Amos got up. "We'll put all this junk in the tunnel," he said, swinging his tanks on.

"I'd rather stay here," John said. "I'm really kind of tired now."

"You'll be a lot tireder if a cruiser drops a high-explosive shell down through that hole," Amos said, gathering up some of the gear and wading out into the pool with it.

"I don't see how I can go," John said.

"We won't take anything, Max," Amos said, putting his mouthpiece in.

"Get with it," John said. "I can't go anywhere."

"You got to," Max said. "Because if they can't kill you, then I want you where I am."

Leaving nothing where it could be seen, they suited up, putting only the top of John's suit on.

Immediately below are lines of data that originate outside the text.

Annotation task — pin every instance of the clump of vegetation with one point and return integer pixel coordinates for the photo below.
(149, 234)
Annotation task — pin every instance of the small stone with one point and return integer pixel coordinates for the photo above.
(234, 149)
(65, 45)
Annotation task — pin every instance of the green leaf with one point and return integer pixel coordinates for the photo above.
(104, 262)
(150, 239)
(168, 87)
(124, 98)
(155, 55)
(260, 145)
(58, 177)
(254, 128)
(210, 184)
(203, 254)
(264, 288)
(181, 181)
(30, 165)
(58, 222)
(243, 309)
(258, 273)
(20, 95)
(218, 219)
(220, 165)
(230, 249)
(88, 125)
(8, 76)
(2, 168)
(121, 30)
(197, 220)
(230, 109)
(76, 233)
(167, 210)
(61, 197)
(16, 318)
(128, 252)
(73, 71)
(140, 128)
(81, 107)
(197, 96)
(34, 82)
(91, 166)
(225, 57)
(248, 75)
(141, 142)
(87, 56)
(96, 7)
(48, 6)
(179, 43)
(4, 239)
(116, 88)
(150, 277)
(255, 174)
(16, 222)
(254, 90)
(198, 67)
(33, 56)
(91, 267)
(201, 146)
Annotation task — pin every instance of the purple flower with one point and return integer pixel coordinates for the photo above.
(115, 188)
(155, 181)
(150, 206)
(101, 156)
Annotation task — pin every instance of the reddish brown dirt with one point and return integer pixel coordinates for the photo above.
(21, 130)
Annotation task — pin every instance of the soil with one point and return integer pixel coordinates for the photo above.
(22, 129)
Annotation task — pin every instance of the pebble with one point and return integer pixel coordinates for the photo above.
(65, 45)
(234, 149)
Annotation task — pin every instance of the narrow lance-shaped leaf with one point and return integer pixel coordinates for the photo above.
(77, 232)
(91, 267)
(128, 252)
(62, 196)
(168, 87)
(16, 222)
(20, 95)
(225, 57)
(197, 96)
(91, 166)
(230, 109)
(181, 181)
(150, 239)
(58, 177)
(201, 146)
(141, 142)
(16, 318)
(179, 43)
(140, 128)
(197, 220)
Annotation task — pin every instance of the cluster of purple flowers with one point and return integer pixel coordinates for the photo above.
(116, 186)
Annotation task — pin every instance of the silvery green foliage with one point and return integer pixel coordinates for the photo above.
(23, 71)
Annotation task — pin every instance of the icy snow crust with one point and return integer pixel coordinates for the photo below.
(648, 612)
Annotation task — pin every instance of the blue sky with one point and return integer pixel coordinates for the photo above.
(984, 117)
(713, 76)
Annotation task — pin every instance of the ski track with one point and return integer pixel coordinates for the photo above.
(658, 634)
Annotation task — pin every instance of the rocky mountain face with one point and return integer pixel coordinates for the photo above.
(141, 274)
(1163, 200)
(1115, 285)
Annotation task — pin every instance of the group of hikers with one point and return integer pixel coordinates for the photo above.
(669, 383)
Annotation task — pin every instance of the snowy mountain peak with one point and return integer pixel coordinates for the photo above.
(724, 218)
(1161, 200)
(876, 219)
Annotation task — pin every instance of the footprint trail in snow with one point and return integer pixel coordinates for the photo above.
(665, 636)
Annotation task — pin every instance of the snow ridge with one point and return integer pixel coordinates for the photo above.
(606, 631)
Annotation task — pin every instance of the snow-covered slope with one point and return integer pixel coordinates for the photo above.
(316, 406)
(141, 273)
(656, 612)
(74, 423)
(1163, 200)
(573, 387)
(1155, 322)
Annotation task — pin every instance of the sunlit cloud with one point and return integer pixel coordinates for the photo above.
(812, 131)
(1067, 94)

Max carried him down to the water, pulled his mask down, and fitted the mouthpiece for him. "The worst part'll be in the tunnel, John. Then we'll just slide you along."

After the darkness of the cave pool and the tunnel, it seemed almost bright in the open sea.

They swam slowly, staying about ten feet down, Max holding John's hands around his neck. Amos

followed, watching John's exhaust bubbles, ready to move in fast in case they stopped.

It took them half an hour to get around the point of the lava flow, but once they were over a clear, sandy bottom, Amos motioned for Max to go up to the beach alone. He took John's hands and settled with him to the bottom, where he stood holding John suspended in his arms.